Home LGBTQ: fede, diritti, lotta all'omofobia Elettori LGBT: votare o emigrare?

Elettori LGBT: votare o emigrare?

Alessandro Baoli
http://cronachelaiche.globalist.it

La lotta alle diseguaglianze sociali è un tema che torna spesso nei programmi elettorali dei partiti e movimenti che aspirano a governare il paese, ma in questa lotta, come sempre, i cittadini LGBT (lesbiche, gay, bisessuali e transgender) non vengono considerati.

A questa classe politica – con le eccezioni che stiamo per vedere – l’uguaglianza che interessa è solo quella fiscale, nel senso che i cittadini LGBT contano unicamente come produttori di reddito e fonte di entrate fiscali.

Concedere i diritti loro garantiti dalla Costituzione non si deve, prendere i loro soldi invece si deve: per questo in fondo, non c’è nemmeno bisogno di nominarli, li si può seguitare ad ignorare. Qui si realizza l’unica forma di eguaglianza coi cittadini eterosessuali (cattolici), gli unici che hanno ancora tutte intere le loro libertà.

In questa breve analisi degli impegni presi verso i cittadini LGBT, a meno di un mese dal voto, non vorremmo nemmeno prendere in considerazione tutto lo schieramento di centro e di destra: tolti pochi cani sciolti, è troppo forte la sudditanza psicologica e politica nei confronti della Chiesa gerarchica cattolica per avere l’interesse e la convenienza di tentare di fare dell’Italia un paese un po’ più civile.
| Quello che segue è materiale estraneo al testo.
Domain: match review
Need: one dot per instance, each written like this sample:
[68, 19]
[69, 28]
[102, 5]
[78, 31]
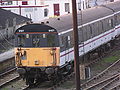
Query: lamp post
[76, 46]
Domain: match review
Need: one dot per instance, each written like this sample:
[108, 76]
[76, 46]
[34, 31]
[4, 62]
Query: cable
[6, 40]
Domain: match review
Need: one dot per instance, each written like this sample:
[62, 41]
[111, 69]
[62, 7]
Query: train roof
[88, 15]
[35, 28]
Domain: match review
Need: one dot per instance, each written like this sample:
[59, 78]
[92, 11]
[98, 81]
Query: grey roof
[8, 17]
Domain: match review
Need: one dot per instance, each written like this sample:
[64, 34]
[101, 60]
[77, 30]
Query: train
[45, 51]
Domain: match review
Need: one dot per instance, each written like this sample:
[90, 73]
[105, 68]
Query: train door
[56, 10]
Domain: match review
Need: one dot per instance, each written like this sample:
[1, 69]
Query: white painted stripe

Tuttavia, solo per completezza di informazione, ecco cosa dice il programma del PDL: «La persona e la famiglia sono al centro del nostro programma. La difesa e il sostegno alla famiglia, comunità naturale fondata sul matrimonio tra uomo e donna, la promozione della dignità della persona e la tutela della vita, della libertà economica, educativa e religiosa, della proprietà privata, della dignità del lavoro, la solidarietà e la sussidiarietà saranno i punti di riferimento della nostra azione legislativa». Amen.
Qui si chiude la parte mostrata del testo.